With all this mast inspection and analysis over the last week, we discovered what we hope is our "last surprise" with the rigging. It turns out the mizzen mast that came with the boat, is in fact for the yawl configuration, NOT the ketch rig. Here are the dirty details that led to this discovery. Too Short
  • Comparing the mast length to the original factory drawings for the ketch and the yawl reveals that it is too short for the ketch. Ketch configurations had a keel stepped mast with no spreaders, yawls had a deck stepped mast with a pair of swept spreaders. The mizzen mast in possession is too short by about eight to nine feet.
  • The beginning of the sail track is too high. It starts at about 7 feet from the bottom. This would give a sail with a luff dimension way too small for the ketch.
Can we use this Mizzen Mast? Recall from recent posts that we pretty much decided to stick with the original masts. But this discovery throws all that into question (again). First thought is to step this mizzen and use it anyway, but, even deck stepped, it is too short by about three feet. Is that a significant difference in terms of sail balance? I am not sure. To use this mizzen will require significant modifications: extending the sail track, grinding off welds, fitting a pair of spreaders, and splicing in some height (requires finding a matching extrusion). Also, chainplate placement would need to be revisited. Sounds like a lot of work for such a small mast. What about the Main Mast? The main mast matches that of the original ketch configuration. Fifty feet tall. The yawls, according to the drawings, had the 55 foot mast with double spreaders. So, it appears we got the right main mast for a ketch (whatever "right" means by now). What to do now? One could say "switch to a yawl!" That presents problems: it would require moving the main mast aft, and to do so, with the current layout as built, would result in a compression post in the face the moment you stepped forward of the galley. Nevermind the main mast is too short for the yawl. Another problem: I hate the look of the the yawl. What we are likely to do: seek professional help. The "designer" kind I mean (we got that "other" kind already covered). Thanks in Order One Last Mystery I'll finish this post with one last mystery that maybe you readers can help solve. Below is a picture on the spreader bracket from the main mast. Immediately to the right is bolted a double-holed tang where the two inner stays are attached. There is a single holed tang immediately to the left. What do you suppose that is for? Too close to the spreader to be any standing rigging leading downward. Even downward and aft! I see no evidence of a need for such attachment point on any drawings. Its not for the staysail (attachment exists higher up). Perhaps something to do with external halyards? anyone?
From Building a Westsail 42: Mast and Rig


The Incredible Hull said...

Ref the mystery. Running backstays is all I can come up with, but it should be higher up to counteract the staysail.
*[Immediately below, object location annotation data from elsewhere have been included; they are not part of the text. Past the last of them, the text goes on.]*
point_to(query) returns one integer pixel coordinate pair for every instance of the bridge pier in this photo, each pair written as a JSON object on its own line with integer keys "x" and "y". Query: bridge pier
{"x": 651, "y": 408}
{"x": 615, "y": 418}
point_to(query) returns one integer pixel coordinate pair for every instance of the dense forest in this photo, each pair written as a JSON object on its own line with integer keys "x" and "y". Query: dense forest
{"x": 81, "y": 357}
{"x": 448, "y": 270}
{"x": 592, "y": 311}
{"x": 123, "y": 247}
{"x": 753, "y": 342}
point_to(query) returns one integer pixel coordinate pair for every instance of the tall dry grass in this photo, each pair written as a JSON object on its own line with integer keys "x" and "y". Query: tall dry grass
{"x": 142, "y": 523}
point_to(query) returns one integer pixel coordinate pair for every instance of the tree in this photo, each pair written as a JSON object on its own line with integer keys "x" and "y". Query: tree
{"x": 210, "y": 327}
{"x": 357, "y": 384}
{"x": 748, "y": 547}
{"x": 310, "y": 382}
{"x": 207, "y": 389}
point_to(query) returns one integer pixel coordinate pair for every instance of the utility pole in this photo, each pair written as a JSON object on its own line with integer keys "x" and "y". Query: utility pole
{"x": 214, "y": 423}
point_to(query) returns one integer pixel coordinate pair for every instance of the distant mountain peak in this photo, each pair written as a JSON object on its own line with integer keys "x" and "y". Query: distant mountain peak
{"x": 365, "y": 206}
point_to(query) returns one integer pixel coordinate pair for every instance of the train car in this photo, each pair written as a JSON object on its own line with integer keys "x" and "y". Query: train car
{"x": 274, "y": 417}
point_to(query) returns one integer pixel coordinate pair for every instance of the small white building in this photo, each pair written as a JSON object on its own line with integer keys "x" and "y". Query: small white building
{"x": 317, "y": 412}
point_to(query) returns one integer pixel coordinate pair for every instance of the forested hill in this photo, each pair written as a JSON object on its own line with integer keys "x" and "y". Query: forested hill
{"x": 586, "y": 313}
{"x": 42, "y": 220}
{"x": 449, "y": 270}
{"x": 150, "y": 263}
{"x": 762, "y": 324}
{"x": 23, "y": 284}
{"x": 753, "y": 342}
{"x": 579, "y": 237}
The Incredible Hull said...

Just to add to your misery, have you considered a sloop or cutter rig. The sloop would require along boom but it may be feasible. The Whitby 42's evolved into the Brewer 12.8 which was a cutter. The mast was moved aft, which might or might not be a major undertaking.

rj said...

Yeah, we considered a sloop/cutter way before this. Same problem. Compression post is too far aft and would get in the way walking forward.